While offsetting the cost of a data breach is the most common coverage for cyberinsurance, policies may cover physical cyber-risks as well, such as the danger of attacks on utilities and medical facilities, according to John Farley, vice president of cyber-risk for insurance broker HUB International.

Property damage and injury from cyberattacks are covered by less than a handful of insurers, but more will venture into that area as the risks are better understood, he said. Yet it will take a while, because insurers have little data on regular breaches, nevermind more complex threats like cyberphysical attacks.

“The actuarial data is just not there yet,” Farley said.

Good security remains key

Finally, security and risk experts underscore that having cyberinsurance does not mean that companies and government agencies can neglect their information security program.

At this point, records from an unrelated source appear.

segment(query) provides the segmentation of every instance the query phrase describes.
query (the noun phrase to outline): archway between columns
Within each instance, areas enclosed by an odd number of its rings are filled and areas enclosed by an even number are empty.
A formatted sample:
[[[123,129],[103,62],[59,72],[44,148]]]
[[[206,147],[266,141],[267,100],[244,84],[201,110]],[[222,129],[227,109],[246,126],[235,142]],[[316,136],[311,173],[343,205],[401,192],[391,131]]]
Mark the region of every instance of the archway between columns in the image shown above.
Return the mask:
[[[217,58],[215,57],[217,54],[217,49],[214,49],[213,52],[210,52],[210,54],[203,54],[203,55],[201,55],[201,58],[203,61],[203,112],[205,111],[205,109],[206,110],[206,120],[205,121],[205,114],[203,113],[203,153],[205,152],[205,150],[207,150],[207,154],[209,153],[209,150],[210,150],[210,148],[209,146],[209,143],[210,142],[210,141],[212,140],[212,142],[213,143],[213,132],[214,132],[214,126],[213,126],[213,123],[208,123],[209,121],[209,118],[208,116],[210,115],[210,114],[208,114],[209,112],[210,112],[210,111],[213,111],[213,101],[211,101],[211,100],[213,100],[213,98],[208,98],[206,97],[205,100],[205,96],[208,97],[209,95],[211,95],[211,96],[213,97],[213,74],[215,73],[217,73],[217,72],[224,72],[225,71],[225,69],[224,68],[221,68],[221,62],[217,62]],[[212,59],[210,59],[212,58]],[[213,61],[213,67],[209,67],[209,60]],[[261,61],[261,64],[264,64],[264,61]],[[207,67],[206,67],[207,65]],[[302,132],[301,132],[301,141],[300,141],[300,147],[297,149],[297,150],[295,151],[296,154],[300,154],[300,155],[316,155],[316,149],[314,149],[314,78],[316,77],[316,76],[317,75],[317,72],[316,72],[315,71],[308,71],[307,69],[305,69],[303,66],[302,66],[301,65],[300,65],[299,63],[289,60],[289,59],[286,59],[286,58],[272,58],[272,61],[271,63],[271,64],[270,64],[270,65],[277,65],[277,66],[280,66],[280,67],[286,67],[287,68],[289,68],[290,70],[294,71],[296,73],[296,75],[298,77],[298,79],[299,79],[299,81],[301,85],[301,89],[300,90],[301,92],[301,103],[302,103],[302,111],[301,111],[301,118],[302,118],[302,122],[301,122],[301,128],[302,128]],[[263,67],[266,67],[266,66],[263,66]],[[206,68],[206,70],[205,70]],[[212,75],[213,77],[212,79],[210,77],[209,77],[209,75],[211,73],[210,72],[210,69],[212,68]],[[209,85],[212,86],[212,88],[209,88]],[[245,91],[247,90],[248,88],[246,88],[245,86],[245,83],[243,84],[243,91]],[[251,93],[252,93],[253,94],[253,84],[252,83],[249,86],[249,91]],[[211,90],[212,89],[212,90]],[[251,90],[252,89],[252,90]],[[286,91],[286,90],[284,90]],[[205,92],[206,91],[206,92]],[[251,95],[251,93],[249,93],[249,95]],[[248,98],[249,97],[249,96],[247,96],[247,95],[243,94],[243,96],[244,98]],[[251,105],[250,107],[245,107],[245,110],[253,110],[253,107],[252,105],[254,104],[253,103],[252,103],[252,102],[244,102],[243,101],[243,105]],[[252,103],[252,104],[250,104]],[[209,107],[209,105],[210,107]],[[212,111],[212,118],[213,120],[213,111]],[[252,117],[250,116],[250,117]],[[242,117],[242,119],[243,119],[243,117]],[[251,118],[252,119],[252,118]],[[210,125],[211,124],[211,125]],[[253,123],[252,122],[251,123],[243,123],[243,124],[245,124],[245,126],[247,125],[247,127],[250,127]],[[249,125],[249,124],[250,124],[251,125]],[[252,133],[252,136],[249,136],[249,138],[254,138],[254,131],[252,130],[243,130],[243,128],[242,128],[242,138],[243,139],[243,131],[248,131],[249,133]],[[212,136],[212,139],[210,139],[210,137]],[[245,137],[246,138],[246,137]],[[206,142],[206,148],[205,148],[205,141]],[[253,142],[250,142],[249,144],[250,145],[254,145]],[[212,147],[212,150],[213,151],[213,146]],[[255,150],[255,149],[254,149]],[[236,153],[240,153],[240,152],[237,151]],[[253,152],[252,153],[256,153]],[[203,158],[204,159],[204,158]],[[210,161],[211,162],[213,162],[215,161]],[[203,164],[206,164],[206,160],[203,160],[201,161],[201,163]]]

Cyberinsurance needs to be part of a comprehensive information security program, not a way to absolve the IT department of responsibility.

As part of the insurance process, insurers will hammer the lesson home.

“Sometimes, organizations think that insurance can take the place of what you are doing, but that is not the case at all,” said Montana’s Pizzini. “You have to have a lot of things in place just to get the insurance. Just like to have insurance on your vehicle, you have to have a good driving record. You need to have good security processes in place to get cyberinsurance.”

In the end, cyberinsurance is about offsetting risk, but also about preparing for a breach. For government agencies, the ability to tap into a knowledgeable partner in a time of crisis is invaluable, said Pizzini.

“I do not have the resources to go out and get contracts in place with a forensics service, a call center and credit reporting, and maintain all those contracts,” she said. “They have all those contracts in place for you to utilize. I would say that is the greatest advantage.”